Trump and his die-hard fans can assure themselves that these are the same intelligence agencies that have blundered America into endless wars useless alliances, and that they’re a bunch of fancy-pants Ivy League elitists who think they know everything, and that the “Worldwide Threat Assessment” is another example of the nefarious “deep state” conspiring to thwart Trump at every turn. We’ve been assured by Trump that he knows more about the Islamic State than the generals, and more about America’s military alliances than the four-star general who was forced to resign as Secretary of Defense, and that Putin sure seemed sincere when he said that the Russians weren’t meddling in our democracy, and that “my gut sometimes tells me more than anybody else’s brain can tell me.
Go ahead and call us gloom and doom worrywarts, but we are not reassured. Trump’s own appointees have signed off on the “World Threat Assessment” and testified to Congress about it, and they seem far more knowledgeable about world affairs than Trump’s unaccountably educated gut, and we think they’re more interested in a clear-eyed assessment of reality than advancing Trump’s populist political rhetoric.
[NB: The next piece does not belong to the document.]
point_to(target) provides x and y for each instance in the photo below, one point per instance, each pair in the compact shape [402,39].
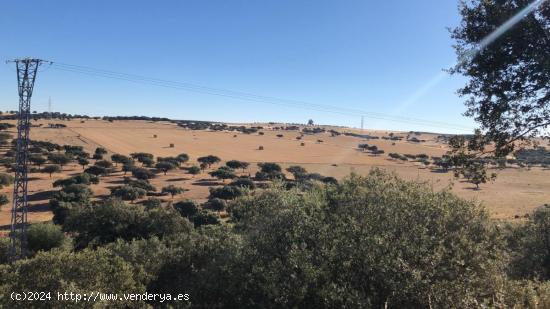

Even Trump’s own appointees agree with the carefully considered bipartisan consensus of expert opinion that has guided American foreign policy since the end of World War II, and although the results have admittedly been imperfect America and the rest of world have generally become more prosperous and free, and there hasn’t yet been a World War III, so we trust the brains of those fancy pants know-it-alls more than we do Trump’s gut.
There’s a lot to worry about in the world these days, but we feel slightly better knowing that at least some of Trump’s appointees and few brave congressional Republicans are worrying about it.